Japan may opt for cut in FX reserves over wealth fund
TOKYO |
TOKYO (Reuters) - Japan's foreign reserve reforms will probably stay in limbo until financial markets calm down and then bureaucrats may choose to trim the reserves gradually rather than shift them into a sovereign wealth fund.
As Japan's reserves topped $1 trillion (500 billion pounds) this year, the buzz about other nations making high profile investments through sovereign funds made some ruling party lawmakers suggest that Japan should also manage the reserve stockpile more aggressively.
The Ministry of Finance, which controls Japan's currency policy, has resisted the idea of setting up a wealth fund that would invest in potentially higher-yielding, but also riskier assets.
And the proponents of a fund similar to those established by some other Asian nations are now having second thoughts too.
The fear is that the mere creation of such a fund would further unsettle shaky financial markets by triggering speculation that Japan might start shifting out of U.S. assets.
Japan's reserves are held mostly in U.S. dollars.
With the wealth fund a no-go for now, the option of gradually scaling back the reserves looks more appealing, particularly because a special provision in the Japanese budget law obliges the authorities to match the reserves with yen-denominated debt.
"Trimming foreign reserves equals reducing debt, so they should think about steps including selling foreign reserve assets to markets in the future," said Tohru Sasaki, chief foreign exchange strategist at JPMorgan Chase Bank.
QUESTION OF TIMING
Japan's reserves, the world's second largest after China's, ballooned during a yen-selling spree in 2003 and early 2004 in which the authorities offloaded 35 trillion yen to prevent a strong yen from snuffing out an economic recovery.

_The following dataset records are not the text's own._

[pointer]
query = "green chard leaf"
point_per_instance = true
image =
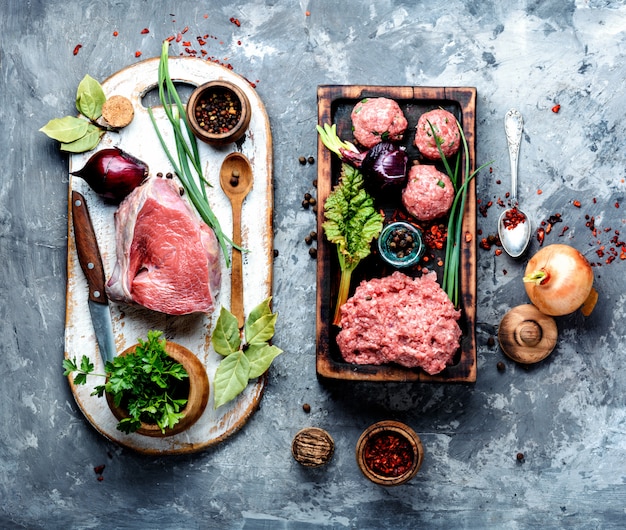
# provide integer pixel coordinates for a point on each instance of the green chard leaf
(352, 222)
(90, 97)
(261, 357)
(231, 377)
(66, 130)
(226, 338)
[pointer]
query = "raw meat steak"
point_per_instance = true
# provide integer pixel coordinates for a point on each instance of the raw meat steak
(168, 260)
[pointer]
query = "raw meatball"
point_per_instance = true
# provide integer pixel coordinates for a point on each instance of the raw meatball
(377, 119)
(428, 193)
(446, 129)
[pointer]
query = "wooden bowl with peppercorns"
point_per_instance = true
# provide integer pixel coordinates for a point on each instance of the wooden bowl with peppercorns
(218, 112)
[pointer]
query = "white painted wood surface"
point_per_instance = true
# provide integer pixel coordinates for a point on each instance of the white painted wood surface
(193, 331)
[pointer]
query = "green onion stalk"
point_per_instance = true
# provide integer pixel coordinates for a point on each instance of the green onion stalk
(188, 168)
(451, 276)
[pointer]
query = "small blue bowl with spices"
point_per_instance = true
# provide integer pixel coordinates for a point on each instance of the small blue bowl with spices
(401, 244)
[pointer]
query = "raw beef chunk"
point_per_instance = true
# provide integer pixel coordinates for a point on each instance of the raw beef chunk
(168, 260)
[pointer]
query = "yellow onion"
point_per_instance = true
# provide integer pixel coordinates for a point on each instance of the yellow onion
(558, 280)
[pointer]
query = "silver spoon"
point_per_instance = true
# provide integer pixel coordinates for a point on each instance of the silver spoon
(514, 226)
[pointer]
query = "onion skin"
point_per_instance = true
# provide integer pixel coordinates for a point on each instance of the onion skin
(558, 280)
(113, 173)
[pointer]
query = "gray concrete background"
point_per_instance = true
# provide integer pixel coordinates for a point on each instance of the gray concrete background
(567, 415)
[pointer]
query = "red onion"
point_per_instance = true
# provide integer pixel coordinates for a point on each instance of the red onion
(386, 163)
(113, 173)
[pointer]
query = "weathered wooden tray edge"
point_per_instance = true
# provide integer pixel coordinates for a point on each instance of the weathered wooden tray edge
(328, 368)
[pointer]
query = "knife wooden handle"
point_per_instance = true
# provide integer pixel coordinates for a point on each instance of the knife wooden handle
(87, 249)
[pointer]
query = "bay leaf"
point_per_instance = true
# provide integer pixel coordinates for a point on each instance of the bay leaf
(89, 141)
(231, 378)
(90, 97)
(66, 130)
(261, 357)
(261, 330)
(226, 338)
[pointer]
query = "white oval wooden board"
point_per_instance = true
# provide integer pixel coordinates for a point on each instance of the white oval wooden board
(192, 331)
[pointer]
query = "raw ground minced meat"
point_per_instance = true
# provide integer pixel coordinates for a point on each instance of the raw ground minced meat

Even after Tokyo stopped intervening in the currency market four years ago, the government had to keep issuing more bills to match a steady rise in the reserves, which have been growing mainly due to income gains totalling some 4 trillion yen a year.
Lower foreign reserves would mean less bill issues and Hiroshi Watanabe, who served as Japan's vice finance minister for international affairs until last July, told Reuters in June that Tokyo could consider reducing the reserves.

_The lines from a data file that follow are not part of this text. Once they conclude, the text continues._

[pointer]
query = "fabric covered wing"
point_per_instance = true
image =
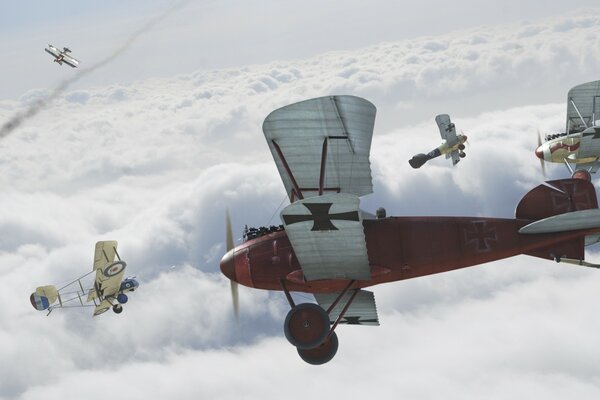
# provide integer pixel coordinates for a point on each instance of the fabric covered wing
(447, 129)
(70, 61)
(52, 52)
(322, 145)
(583, 106)
(362, 310)
(327, 236)
(455, 157)
(105, 253)
(591, 167)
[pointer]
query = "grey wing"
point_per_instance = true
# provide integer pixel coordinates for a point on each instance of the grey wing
(70, 61)
(590, 167)
(322, 145)
(362, 310)
(455, 157)
(52, 52)
(327, 235)
(447, 129)
(583, 107)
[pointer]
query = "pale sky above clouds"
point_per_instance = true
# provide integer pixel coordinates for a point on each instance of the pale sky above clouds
(151, 150)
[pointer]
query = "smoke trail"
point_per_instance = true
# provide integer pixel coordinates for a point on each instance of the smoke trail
(42, 103)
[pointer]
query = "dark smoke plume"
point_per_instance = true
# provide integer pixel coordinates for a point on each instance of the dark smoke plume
(40, 104)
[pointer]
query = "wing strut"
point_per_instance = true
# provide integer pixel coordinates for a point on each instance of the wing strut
(339, 318)
(568, 165)
(578, 113)
(323, 162)
(296, 190)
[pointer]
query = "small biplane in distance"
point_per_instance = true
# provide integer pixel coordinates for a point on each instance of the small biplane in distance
(580, 143)
(329, 247)
(107, 290)
(453, 145)
(62, 56)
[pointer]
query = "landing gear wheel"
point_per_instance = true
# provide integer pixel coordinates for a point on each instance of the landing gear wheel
(322, 353)
(306, 326)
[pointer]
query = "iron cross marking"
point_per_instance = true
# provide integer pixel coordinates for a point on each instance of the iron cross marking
(572, 200)
(480, 235)
(321, 217)
(358, 321)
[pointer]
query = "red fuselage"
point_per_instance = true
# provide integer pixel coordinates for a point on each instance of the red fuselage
(401, 248)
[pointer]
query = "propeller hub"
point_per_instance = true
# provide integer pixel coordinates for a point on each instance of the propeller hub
(228, 265)
(539, 152)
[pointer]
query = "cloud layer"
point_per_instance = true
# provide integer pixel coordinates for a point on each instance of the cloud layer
(155, 163)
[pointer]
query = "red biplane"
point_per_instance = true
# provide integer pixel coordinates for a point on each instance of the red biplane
(329, 247)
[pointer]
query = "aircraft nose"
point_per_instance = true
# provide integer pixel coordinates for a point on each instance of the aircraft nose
(539, 152)
(228, 265)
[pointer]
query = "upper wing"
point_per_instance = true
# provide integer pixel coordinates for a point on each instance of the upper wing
(105, 253)
(327, 236)
(447, 129)
(51, 50)
(70, 61)
(362, 310)
(322, 145)
(591, 167)
(108, 280)
(455, 157)
(583, 106)
(109, 273)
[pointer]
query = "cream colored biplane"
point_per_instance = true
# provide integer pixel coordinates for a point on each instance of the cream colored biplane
(107, 289)
(453, 145)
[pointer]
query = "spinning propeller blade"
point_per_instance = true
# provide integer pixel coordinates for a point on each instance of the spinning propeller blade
(234, 285)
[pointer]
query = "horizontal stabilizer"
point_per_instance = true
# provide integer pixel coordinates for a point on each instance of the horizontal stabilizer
(584, 219)
(362, 310)
(557, 197)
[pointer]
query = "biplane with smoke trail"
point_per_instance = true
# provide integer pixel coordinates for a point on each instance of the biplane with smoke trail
(62, 56)
(108, 288)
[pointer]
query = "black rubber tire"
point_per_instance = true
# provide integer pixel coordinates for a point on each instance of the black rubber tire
(321, 354)
(306, 326)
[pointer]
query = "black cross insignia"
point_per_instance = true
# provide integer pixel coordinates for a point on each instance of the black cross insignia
(320, 217)
(481, 235)
(358, 321)
(572, 200)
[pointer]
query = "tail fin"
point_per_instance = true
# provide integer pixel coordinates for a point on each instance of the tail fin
(557, 197)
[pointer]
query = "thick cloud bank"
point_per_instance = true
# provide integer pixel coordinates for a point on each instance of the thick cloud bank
(154, 164)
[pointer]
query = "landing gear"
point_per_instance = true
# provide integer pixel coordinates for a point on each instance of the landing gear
(306, 326)
(322, 353)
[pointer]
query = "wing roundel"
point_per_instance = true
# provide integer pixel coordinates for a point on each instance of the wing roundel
(322, 145)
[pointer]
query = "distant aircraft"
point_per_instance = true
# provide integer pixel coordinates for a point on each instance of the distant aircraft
(61, 56)
(580, 143)
(453, 145)
(329, 247)
(108, 289)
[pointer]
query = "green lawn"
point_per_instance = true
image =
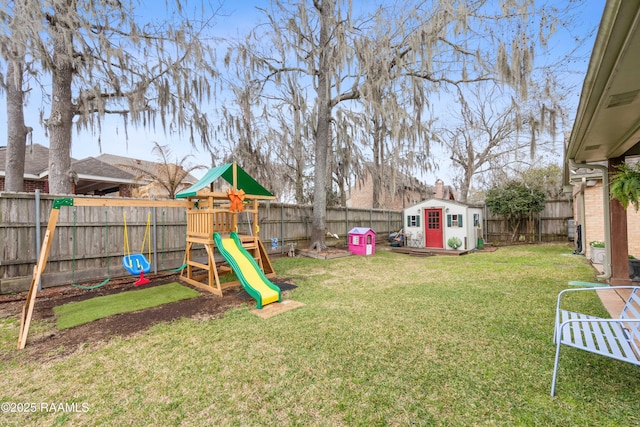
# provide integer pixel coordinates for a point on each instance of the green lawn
(383, 340)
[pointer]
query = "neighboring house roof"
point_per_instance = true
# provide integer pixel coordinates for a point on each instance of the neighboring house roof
(151, 167)
(243, 181)
(94, 174)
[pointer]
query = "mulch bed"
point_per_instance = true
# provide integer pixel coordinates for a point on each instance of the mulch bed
(55, 344)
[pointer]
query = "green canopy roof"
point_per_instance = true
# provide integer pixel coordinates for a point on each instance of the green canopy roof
(245, 182)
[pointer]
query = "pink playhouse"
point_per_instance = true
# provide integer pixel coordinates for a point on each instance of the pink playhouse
(362, 241)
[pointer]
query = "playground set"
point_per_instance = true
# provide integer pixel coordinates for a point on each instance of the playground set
(212, 225)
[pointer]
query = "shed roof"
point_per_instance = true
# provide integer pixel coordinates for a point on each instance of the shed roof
(244, 182)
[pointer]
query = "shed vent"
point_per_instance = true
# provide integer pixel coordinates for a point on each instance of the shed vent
(622, 98)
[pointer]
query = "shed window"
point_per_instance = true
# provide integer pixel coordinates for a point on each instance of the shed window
(413, 220)
(454, 220)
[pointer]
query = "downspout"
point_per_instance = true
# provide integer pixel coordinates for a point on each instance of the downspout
(583, 184)
(607, 214)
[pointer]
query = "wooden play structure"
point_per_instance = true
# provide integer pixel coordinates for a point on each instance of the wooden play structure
(27, 309)
(212, 212)
(209, 212)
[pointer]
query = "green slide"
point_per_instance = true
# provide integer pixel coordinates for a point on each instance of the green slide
(247, 269)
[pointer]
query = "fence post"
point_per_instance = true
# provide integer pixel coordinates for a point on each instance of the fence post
(37, 201)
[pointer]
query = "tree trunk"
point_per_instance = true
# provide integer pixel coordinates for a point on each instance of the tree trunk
(323, 133)
(60, 121)
(16, 130)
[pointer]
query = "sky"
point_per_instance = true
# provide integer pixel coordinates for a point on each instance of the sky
(236, 17)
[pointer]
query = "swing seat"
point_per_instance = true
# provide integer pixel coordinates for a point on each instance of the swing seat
(136, 264)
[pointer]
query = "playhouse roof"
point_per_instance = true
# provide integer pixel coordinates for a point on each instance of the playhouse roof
(361, 230)
(244, 182)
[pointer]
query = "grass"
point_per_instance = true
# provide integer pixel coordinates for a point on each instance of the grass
(387, 340)
(79, 313)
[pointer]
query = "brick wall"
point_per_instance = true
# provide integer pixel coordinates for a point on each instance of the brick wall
(594, 220)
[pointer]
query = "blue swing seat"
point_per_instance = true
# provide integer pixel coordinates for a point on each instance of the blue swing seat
(136, 264)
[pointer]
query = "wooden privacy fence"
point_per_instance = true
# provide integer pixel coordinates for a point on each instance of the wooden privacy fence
(550, 225)
(88, 244)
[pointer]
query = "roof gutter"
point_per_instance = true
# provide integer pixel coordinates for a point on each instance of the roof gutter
(607, 213)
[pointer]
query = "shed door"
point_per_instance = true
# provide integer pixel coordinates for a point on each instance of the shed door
(433, 228)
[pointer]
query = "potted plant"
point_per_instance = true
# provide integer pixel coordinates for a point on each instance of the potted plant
(596, 252)
(454, 242)
(625, 185)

"One way to do it is to sell the same amount of foreign reserves every month no matter what happens, while fully disclosing its plans," said the former currency policy tsar.
He argued there was no need to act immediately, but that the steadily rising short-term bill issuance could risk distorting supply and demand in the debt market in the future.
He said, however, the time was not ripe yet for such a move given the market remained bearish about the dollar.
"The best timing would be when bearishness on the dollar disappears and the market does not feel antipathy towards Japanese sales of its reserves."
SMALL STEPS
Finance ministry sources told Reuters that officials had discussed various ways of trimming the reserves when the yean was broadly weak and remained stable near 120 per dollar. But after the dollar started falling as a result of U.S. mortgage market blowout last August, the opportunity was gone.
Still, Tokyo has taken some small steps, which effectively reduced the size of the reserves, though ministry officials said the measures were taken for other policy purposes.
In May, the Ministry of Finance decided to allow a government-backed lender to exchange its yen funds for dollars from the reserves. The step followed the decision last year to start using dollars from the external reserves for the government's overseas remittance.
The moves involved small amounts relative to the overall size of the reserves and have had limited market impact. But currency traders remain sensitive to any signs of a change in Tokyo's reserve policy. One of the reserve policy's goals is to keep any market distortions to a minimum.
Partly for that reason, the debate has shifted from calls for a wealth fund to manage a part of the foreign reserves to proposals to apply more aggressive management to the nation's public pension funds.
Many policymakers in Japan still have a bitter memory of turmoil in U.S. markets in 1997 prompted by then Japanese Prime Minister Ryutaro Hashimoto, who said Japan had been tempted to sell off U.S. government bonds in the past.
Back then, Japan had some $200 billion in reserves, only one-fifth of what it has now.
Asked last week about the idea of gradually selling foreign reserves in the future, Finance Minister Bunmei Ibuki declined to comment.
"If I talked about selling foreign reserves in the market, I would be Ryutaro Hashimoto all over again. If I answered your question, I would need to resign immediately," Ibuki said.